Some are already clamoring for seventh-round wideout Mario Alford to supplant Brandon Tate and that could happen. Alford has incredible straight line speed and was productive, even though he had top-10 pick Kevin White on the opposite side taking a lot of stats himself. It wouldn't be surprising to initially see Alford as the kick return guy and the occasional speedster in a four/five wide look.
Defensive back Josh Shaw of USC has the versatility gene that the coaches look for, but I still think he's a year or two away from being a productive "swing guy" on defense. His future seems to be a slot cover guy and might be poised to take over at safety if/when Reggie Nelson leaves.

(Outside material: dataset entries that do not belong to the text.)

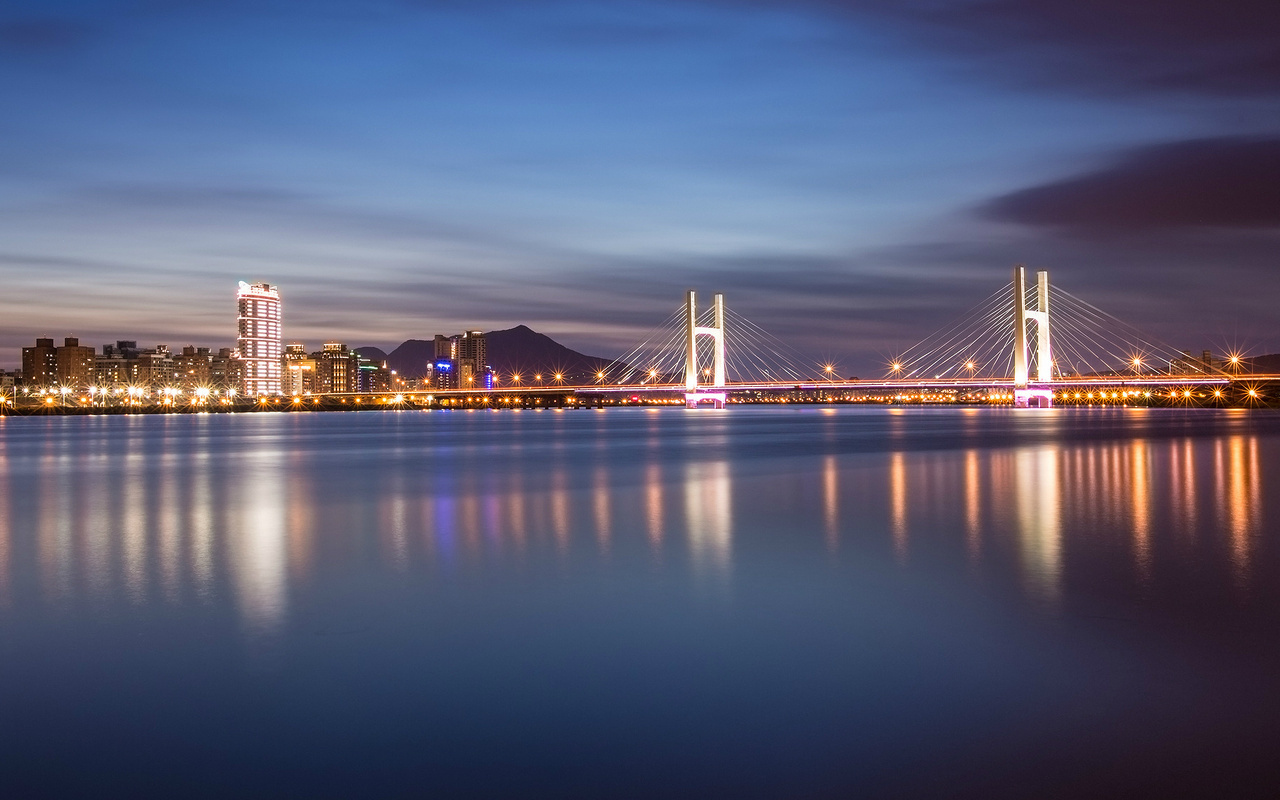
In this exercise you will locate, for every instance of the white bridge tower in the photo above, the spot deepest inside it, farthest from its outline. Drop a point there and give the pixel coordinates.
(1027, 393)
(716, 332)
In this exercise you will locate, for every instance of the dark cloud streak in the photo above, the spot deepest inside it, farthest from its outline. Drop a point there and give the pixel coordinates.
(1201, 183)
(1221, 48)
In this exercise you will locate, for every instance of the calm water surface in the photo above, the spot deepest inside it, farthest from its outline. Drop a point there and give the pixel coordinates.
(776, 602)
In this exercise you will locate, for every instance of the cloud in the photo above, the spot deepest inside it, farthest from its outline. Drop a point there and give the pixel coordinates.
(1224, 48)
(41, 35)
(1217, 183)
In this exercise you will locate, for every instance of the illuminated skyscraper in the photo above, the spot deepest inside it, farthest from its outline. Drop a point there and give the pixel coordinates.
(259, 338)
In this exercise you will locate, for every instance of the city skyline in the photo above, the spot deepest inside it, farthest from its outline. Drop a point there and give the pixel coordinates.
(845, 173)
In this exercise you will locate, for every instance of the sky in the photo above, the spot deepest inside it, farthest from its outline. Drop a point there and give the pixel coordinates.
(851, 176)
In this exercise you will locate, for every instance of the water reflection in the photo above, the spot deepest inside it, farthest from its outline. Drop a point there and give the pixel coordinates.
(1040, 522)
(257, 547)
(173, 516)
(708, 513)
(897, 503)
(972, 506)
(831, 502)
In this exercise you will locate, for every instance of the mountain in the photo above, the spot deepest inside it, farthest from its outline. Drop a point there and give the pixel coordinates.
(528, 352)
(517, 350)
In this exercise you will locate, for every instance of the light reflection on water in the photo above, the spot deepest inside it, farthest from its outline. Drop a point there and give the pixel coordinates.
(895, 576)
(145, 521)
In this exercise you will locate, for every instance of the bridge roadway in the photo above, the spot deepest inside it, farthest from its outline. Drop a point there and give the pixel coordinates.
(940, 383)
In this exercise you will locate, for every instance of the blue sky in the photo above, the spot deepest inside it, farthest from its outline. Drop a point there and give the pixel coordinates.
(849, 174)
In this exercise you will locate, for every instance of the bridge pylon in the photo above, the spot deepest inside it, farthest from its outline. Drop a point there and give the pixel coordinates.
(717, 332)
(1040, 396)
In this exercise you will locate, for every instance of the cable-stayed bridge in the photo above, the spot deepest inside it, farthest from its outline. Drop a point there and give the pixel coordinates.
(1027, 343)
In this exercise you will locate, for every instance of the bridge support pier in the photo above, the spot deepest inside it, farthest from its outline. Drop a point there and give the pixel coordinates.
(1033, 398)
(694, 398)
(1025, 396)
(717, 333)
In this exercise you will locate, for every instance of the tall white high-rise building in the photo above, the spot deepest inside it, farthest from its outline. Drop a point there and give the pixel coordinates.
(259, 341)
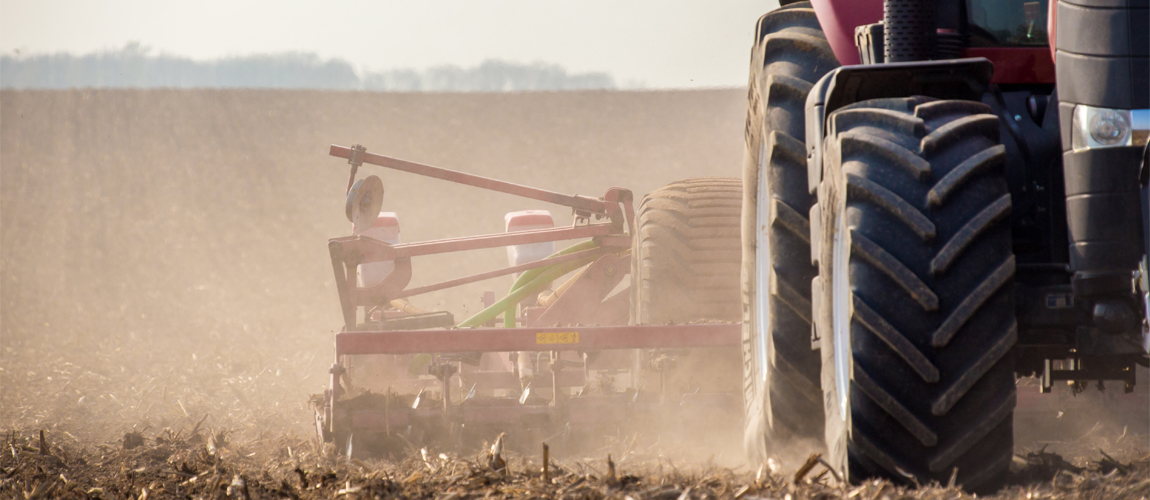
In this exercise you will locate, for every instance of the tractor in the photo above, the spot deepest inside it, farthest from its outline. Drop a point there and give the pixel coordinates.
(940, 197)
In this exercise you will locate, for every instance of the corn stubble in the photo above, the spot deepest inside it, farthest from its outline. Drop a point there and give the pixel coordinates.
(167, 305)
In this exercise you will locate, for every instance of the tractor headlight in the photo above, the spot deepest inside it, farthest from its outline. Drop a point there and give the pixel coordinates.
(1096, 128)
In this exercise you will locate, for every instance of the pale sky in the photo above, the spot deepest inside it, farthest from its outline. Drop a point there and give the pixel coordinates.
(661, 44)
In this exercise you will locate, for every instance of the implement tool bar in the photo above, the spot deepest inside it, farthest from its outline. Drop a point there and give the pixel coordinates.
(574, 338)
(577, 202)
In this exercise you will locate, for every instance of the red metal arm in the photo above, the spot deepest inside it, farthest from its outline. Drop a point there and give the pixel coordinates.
(582, 204)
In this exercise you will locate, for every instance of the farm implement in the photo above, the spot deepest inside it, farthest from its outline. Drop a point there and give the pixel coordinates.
(556, 359)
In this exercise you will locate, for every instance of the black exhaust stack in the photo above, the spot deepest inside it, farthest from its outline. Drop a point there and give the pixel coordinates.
(909, 30)
(1102, 60)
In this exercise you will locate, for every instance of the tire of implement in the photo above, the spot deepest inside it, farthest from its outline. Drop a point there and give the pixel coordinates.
(914, 300)
(684, 262)
(781, 389)
(684, 268)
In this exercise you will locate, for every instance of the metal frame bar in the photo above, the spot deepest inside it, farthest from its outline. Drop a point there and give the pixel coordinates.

The guy I see getting the most time and production this year is Tyler Kroft. Unfortunately, I go this route mostly because of sheer necessity at the position. Jermaine Gresham is gone and Tyler Eifert is coming off of both elbow and shoulder injuries. The team needs help at the position and double-dipped in the draft with Kroft and C.J. Uzomah.
Still, that doesn't mean I'm knocking the Rutgers product's skill set. Kroft seems to be a willing blocker and able receiver--a guy who is pretty good at everything, but not really excellent at either facet. We talked about this (and other) pick on this week's Inside The Jungle podcast, and all of the roundtable guys seemed to like Kroft.
It's in the red zone that I see Kroft contributing the most. Imagine a formation with the "Tyler Twins" (feel free to run with that nickname if you want) at 6'6" apiece, a 6'4" A.J. Green on the outside, 6'4" Ryan Hewitt at H-Back and either Jeremy Hill or Giovani Bernard in the backfield--both backs having capable hands. Run a play-action and it should be mismatches galore.